Close James, but not quite.  43!


----------



## lundbhaiz (May 31, 2012)

hi. sorry the photo does not come on this page. i posted photo which is funny. but i see english people make fun of me. so sorry to distrub my apologises. have a good day


----------



## Atroxell (May 31, 2012)

lund--

No one is making fun of you. The answers are a humourous reference to a book and movie called "Hitchhiker's Guide to the Galaxy", in which the answer to the question of the " Meaning of Life, the Universe and Everything" was "42". 

It is a common thing for us (english speakers) to answer "42" when an unanswerable question is posed. Or, in your case, the question was unclear. It was not directed at you. It was a pun at the failure of the site to post your image.
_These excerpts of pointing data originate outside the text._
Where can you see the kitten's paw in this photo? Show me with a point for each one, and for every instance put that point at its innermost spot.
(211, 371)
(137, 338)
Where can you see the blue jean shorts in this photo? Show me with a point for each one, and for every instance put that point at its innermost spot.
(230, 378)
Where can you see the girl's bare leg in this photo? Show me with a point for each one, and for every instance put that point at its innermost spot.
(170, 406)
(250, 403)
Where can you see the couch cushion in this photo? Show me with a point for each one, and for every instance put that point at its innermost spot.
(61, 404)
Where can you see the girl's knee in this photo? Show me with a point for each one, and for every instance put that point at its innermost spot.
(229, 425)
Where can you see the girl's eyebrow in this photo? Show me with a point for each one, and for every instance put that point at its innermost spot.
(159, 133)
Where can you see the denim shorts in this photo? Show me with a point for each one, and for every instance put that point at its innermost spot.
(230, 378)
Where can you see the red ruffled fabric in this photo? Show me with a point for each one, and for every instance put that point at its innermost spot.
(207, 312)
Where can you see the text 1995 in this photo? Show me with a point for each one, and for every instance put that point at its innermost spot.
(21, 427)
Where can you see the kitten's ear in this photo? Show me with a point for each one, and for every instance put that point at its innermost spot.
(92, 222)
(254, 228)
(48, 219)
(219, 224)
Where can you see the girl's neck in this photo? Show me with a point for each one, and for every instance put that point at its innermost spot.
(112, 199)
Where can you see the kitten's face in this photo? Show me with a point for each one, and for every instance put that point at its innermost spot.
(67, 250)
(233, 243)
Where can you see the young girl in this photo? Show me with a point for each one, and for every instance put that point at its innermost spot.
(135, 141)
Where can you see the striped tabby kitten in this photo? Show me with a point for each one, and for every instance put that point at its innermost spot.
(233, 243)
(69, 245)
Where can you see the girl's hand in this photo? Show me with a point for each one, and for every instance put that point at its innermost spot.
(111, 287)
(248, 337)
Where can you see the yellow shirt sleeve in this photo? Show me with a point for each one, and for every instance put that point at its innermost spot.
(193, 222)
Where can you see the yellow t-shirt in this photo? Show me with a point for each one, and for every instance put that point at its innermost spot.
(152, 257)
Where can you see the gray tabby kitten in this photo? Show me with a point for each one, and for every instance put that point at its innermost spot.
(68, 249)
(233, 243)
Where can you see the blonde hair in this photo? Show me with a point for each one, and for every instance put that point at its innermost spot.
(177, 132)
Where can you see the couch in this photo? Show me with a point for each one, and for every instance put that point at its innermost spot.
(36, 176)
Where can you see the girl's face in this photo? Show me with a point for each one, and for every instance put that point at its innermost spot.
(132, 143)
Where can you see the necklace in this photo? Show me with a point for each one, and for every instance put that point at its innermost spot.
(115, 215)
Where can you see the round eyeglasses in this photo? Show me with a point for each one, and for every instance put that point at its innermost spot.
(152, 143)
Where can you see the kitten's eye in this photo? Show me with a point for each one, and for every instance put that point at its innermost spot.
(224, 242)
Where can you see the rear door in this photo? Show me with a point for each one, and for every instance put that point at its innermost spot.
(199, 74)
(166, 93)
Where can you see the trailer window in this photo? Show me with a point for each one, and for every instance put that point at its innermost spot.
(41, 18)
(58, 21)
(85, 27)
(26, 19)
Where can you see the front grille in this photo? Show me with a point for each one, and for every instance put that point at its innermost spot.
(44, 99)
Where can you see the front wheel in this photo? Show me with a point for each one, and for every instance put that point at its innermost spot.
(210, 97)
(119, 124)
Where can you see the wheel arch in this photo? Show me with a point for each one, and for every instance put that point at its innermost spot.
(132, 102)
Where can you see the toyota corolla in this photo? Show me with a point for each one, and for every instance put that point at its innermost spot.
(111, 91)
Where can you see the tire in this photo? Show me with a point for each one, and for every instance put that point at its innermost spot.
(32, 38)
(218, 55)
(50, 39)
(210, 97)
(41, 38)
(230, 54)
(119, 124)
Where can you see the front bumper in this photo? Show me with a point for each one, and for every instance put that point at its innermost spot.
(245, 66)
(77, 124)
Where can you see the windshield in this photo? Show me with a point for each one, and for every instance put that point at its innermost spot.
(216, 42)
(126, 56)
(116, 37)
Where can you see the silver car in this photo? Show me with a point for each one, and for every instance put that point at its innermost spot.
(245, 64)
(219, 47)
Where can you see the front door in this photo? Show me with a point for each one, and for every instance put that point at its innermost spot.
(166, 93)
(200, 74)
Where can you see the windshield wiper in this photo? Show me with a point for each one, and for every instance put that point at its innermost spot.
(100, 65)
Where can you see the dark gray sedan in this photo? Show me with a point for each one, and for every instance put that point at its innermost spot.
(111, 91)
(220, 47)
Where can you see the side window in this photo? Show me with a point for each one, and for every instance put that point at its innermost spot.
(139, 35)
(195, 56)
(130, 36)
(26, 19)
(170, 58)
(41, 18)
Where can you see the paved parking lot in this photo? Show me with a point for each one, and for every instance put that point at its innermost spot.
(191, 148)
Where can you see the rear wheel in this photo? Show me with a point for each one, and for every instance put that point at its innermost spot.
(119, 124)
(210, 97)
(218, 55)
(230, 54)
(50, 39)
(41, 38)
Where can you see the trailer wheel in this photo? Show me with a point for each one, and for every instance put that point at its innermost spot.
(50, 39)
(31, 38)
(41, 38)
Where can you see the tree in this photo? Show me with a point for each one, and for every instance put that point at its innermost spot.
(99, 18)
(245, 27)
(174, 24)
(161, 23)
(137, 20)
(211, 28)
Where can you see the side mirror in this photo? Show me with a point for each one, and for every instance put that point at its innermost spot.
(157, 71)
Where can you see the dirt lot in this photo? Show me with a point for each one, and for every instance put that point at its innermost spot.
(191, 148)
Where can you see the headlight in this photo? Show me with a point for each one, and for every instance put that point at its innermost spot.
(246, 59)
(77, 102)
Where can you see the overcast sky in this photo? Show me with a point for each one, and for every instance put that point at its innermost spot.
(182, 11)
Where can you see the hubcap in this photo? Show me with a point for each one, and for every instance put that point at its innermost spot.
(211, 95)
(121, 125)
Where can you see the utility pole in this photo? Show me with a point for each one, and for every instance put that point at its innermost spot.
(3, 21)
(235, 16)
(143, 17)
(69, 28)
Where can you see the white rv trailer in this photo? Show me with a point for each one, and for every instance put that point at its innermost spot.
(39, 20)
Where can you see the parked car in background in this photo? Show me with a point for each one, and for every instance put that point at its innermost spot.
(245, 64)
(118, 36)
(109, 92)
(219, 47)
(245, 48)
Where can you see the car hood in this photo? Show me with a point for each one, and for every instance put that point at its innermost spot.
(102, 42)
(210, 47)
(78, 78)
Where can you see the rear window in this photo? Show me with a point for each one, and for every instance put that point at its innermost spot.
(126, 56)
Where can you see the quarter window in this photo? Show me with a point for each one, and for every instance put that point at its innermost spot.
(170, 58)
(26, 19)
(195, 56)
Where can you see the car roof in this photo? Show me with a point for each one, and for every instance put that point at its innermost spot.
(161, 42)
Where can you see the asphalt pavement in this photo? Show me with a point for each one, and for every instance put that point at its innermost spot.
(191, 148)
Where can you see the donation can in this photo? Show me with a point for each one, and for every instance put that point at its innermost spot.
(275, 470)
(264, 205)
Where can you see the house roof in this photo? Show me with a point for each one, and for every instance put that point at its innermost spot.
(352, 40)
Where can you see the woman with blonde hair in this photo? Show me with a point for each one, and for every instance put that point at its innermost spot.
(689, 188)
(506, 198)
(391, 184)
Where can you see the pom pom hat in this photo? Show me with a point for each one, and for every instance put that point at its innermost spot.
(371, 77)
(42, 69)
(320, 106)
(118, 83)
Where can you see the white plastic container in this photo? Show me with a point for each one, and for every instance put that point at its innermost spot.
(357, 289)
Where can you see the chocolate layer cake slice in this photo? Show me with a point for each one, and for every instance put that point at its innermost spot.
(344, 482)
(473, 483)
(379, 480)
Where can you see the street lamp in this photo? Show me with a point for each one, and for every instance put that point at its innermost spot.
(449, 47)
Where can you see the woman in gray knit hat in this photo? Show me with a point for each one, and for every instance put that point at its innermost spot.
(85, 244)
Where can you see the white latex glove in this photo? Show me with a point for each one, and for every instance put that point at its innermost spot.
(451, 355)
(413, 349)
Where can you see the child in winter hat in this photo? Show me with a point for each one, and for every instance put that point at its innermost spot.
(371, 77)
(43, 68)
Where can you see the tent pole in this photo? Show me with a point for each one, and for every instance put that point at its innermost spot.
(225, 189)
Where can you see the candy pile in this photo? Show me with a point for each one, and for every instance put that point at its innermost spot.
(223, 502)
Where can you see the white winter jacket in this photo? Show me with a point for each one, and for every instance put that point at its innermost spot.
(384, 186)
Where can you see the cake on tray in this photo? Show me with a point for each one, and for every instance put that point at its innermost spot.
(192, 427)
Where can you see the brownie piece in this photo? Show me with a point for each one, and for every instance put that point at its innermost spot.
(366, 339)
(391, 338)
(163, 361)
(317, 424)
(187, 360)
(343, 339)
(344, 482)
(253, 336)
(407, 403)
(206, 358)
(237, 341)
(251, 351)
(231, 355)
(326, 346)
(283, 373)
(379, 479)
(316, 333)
I am sure no offense was intended.

Please try again. We all enjoy a good chuckle, especially this late in the week.


----------



## Jon von der Heyden (May 31, 2012)

http://www.flickr.com/photos/79715976@N07/7306841928/in/photostream/lightbox

made me chuckle


----------



## JamesW (May 31, 2012)

lundbhaiz said:


> hi. sorry the photo does not come on this page. i posted photo which is funny. but i see english people make fun of me. so sorry to distrub my apologises. have a good day


 
Sorry mate, no offence was meant.


----------



## xenou (May 31, 2012)

And you can google it:

_The Answer to Life, the Universe, and Everything_

Google spits out the answer using its calculator (and of course many, many links as well).


----------



## diddi (May 31, 2012)

wheres the picture?

was it deleted to make room for a hyperspace freeway or something?


----------



## Michael M (Jun 1, 2012)

I think the squiggly bits got in the way....


----------



## JamesW (Jun 1, 2012)

diddi said:


> wheres the picture?
> 
> Was it deleted to make room for a hyperspace freeway or something?


 
lol


----------